Globally, similar patterns have emerged. In the aftermath of the COVID-19 pandemic and subsequent monetary tightening by central banks such as the Federal Reserve, commercial banks in both advanced and emerging markets reported strong profits driven by higher interest margins. Yet, credit conditions tightened, particularly for small businesses.
In Ghana, the situation is compounded by currency depreciation, fiscal consolidation under IMF programmes, and lingering sovereign risk concerns. Banks are profitable, but they are also cautious. Customers need support, but they are also riskier in a volatile environment.
The GCB Case: Leadership, Strategy, and the Bigger Question
The leadership of GCB Bank, under Managing Director Farihan Alhassan, has emphasised that its results are the outcome of deliberate strategy and disciplined execution. This is undeniably true. The bank’s growth in deposits, expansion of its balance sheet, and strong capital position reflect sound management.
Yet, the broader question remains. Can a bank be truly successful if its customers are not thriving?
Sustainable banking goes beyond profitability metrics. It requires aligning financial performance with economic impact. This means supporting businesses not only in good times but also during periods of stress. It means designing products that balance risk with accessibility. It means rebuilding trust after systemic shocks.
Bridging the Gap: What Must Change
To address this imbalance, several shifts are necessary:
Repricing Risk More Inclusively
Banks must develop more nuanced credit assessment models that allow viable small businesses to access funding at reasonable rates.
Deepening Financial Innovation
Digital lending, supply chain financing, and data-driven credit scoring can unlock new segments without significantly increasing risk.
Restoring Trust in Financial Instruments
Clear communication, transparency, and investor protection mechanisms are essential in rebuilding confidence after the debt exchange experience.
Strengthening Customer Centricity
Banks must move from transactional relationships to partnership models, where customer growth is seen as a driver of long term profitability.
Conclusion
The story of Ghana’s banking sector in 2025 and 2026 is not simply one of success or failure.

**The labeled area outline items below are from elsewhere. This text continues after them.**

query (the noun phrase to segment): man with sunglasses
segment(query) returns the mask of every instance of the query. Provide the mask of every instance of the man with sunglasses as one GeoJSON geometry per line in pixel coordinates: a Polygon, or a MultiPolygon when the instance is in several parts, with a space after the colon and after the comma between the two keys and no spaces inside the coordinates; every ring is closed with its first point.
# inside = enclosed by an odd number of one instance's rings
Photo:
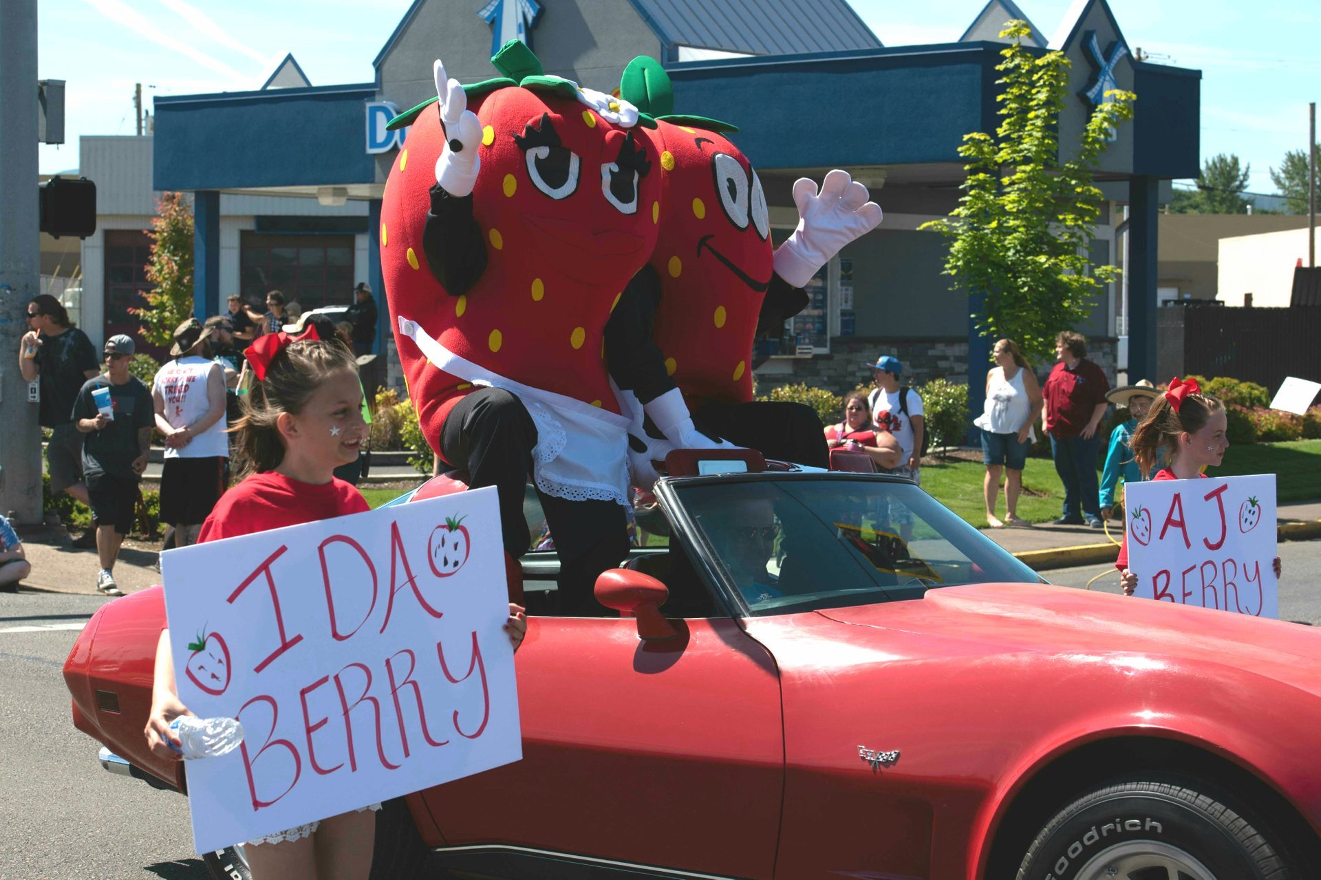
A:
{"type": "MultiPolygon", "coordinates": [[[[18,343],[18,372],[24,381],[41,380],[38,420],[42,427],[50,429],[46,445],[50,493],[63,492],[87,504],[87,487],[82,479],[83,437],[69,413],[83,383],[100,369],[96,348],[87,334],[70,323],[65,306],[49,293],[28,302],[28,332],[18,343]]],[[[74,541],[78,548],[94,544],[92,532],[74,541]]]]}
{"type": "Polygon", "coordinates": [[[86,437],[82,466],[91,509],[96,515],[96,554],[100,557],[96,590],[107,596],[124,595],[115,583],[115,559],[124,536],[133,528],[137,483],[147,470],[155,425],[152,393],[128,372],[133,352],[129,336],[107,339],[106,375],[87,380],[73,406],[74,425],[86,437]],[[102,397],[99,405],[98,396],[102,397]]]}

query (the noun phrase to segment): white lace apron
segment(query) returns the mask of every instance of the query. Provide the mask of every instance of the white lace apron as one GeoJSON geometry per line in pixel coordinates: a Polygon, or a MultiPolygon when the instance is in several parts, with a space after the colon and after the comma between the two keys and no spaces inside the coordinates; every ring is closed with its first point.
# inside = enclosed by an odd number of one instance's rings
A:
{"type": "Polygon", "coordinates": [[[501,388],[523,402],[536,425],[532,447],[536,488],[569,501],[616,501],[629,507],[631,422],[627,417],[494,373],[449,351],[416,321],[402,315],[399,332],[412,339],[437,369],[474,385],[501,388]]]}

It is a story of contrast. On one side are record profits, strong capital buffers, and operational efficiency. On the other are constrained businesses, cautious households, and a gradual erosion of trust.
GCB Bank and its peers have demonstrated that they can navigate complexity and deliver impressive financial results. The next challenge is more demanding. It is to ensure that this success is shared more broadly across the economy.
Because in the end, the strength of a bank is not measured only by the size of its profits, but by the prosperity of the people and businesses it serves.